Malgré un emploi du temps surchargé, entre l’organisation express du déplacement en outre-mer pour le compte du 7e tour de coupe de France (déplacement sur l’île de Tahiti en Polynésie et match face à l’AS Vénus, dimanche 30 octobre) et la préparation du match de National 2 de son équipe à Metz (2-2 samedi dernier), l’entraîneur de Belfort (N2) nous a accordés une petite heure de son temps pour faire un flash-back sur sa carrière. Un entretien à son image, posé et sincère.
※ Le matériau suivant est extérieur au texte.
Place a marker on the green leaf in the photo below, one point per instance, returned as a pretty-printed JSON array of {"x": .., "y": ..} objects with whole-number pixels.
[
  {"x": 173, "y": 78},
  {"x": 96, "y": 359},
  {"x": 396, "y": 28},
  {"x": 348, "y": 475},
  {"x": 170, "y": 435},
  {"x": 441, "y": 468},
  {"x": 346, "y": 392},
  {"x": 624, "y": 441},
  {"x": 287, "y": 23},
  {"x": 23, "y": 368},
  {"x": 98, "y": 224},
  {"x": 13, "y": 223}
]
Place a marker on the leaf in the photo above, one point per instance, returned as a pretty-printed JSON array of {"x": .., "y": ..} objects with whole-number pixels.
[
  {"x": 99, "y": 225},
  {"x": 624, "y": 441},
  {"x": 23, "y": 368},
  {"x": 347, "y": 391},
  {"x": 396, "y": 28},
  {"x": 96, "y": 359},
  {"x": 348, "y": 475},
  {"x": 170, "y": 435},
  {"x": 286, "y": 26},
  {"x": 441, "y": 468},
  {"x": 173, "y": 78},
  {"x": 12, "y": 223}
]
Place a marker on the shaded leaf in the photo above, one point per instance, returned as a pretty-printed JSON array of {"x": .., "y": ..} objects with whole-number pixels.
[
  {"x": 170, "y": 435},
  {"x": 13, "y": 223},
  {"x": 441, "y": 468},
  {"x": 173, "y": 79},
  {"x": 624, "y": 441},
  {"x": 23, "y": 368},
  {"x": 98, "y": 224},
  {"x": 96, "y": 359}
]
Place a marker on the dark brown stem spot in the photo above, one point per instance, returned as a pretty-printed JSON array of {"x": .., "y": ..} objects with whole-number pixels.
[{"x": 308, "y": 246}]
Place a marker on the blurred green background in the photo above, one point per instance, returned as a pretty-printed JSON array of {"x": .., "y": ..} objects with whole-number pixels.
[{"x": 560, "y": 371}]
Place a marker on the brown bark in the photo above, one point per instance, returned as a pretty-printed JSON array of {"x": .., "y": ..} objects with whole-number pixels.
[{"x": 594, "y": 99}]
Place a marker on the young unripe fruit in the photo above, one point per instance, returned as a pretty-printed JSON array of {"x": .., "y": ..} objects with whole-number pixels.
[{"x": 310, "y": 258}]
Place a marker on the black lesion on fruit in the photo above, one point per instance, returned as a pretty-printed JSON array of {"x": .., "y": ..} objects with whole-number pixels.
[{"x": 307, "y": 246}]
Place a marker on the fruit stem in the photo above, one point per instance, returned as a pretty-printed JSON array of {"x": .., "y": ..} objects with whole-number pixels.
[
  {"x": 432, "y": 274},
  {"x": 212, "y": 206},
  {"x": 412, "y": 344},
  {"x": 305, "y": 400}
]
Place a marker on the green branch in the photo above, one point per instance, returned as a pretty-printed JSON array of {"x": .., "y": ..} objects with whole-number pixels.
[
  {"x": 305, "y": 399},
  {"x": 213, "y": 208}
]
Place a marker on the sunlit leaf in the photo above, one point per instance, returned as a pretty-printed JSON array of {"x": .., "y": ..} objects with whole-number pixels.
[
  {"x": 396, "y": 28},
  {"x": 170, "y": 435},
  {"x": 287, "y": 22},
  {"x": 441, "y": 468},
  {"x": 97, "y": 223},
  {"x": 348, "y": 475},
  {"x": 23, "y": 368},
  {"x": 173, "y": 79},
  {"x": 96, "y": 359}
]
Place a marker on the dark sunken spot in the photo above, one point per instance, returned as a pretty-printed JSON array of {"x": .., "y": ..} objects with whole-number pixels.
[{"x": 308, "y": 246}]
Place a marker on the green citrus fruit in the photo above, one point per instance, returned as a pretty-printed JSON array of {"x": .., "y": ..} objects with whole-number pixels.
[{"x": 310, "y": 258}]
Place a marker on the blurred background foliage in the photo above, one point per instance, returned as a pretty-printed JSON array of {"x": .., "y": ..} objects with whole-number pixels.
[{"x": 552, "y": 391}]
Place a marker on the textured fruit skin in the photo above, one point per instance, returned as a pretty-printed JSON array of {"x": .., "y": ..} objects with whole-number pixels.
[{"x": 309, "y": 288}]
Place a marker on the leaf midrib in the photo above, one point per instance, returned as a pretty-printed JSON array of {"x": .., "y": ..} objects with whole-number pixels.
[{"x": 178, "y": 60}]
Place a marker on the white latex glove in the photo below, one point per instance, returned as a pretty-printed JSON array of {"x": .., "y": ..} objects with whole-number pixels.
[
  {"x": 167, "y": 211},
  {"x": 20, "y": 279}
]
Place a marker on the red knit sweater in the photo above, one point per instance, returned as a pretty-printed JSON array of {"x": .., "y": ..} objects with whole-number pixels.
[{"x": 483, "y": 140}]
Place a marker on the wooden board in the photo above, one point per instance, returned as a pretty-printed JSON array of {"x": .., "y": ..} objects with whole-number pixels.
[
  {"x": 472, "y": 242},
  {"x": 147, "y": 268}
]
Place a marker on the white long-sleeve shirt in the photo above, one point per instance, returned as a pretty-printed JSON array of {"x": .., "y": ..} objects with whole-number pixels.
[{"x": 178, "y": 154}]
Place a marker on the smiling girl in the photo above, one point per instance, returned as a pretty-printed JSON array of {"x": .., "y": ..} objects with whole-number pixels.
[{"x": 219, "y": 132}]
Né à Lure (Haute-Saône) et biberonné au ballon rond depuis sa tendre enfance par un papa responsable de l’école de foot du club local, Anthony (36 ans) démontre vite des qualités au-dessus de la moyenne. Mais c’est à l’âge de 12 ans que sa carrière décolle véritablement. Coéquipier à la JS Lure d’un certain Romain Hamouma, les deux copains flambent contre Sochaux lors d’un tournoi de foot en salle. Il n’en faut pas plus pour taper dans l’œil des recruteurs du FCSM.
Après des tests passés avec succès, Anthony et Romain poussent ensemble les portes du centre de formation du FC Sochaux. Anthony passe 9 saisons au château de Seloncourt, où il effectue toutes ses classes.
En 2007, sous la responsabilité du duo Perrin-Galtier, les Sochaliens trustent le haut de tableau de Ligue 1 et remportent la coupe de France au dépens de l’Olympique de Marseille. Pendant cette période, Anthony participe à tous les entraînements avec les pros la semaine avant de redescendre en réserve le week-end. Malheureusement, avec le changement de coach et l’arrivée de Frédéric Hantz, le contrat d’un an qui lui était promis tombe à l’eau. Fin de la belle idylle Sochalienne pour l’infatigable milieu de terrain qui, aujourd’hui, n’a pas de regret et reste très lucide : « Je sentais bien que c’était compliqué pour moi de jouer en Ligue 1 mais le club serait en Ligue 2 comme aujourd’hui, je pense que j’aurais eu ma chance ».
« Je la ramenais beaucoup sur le terrain »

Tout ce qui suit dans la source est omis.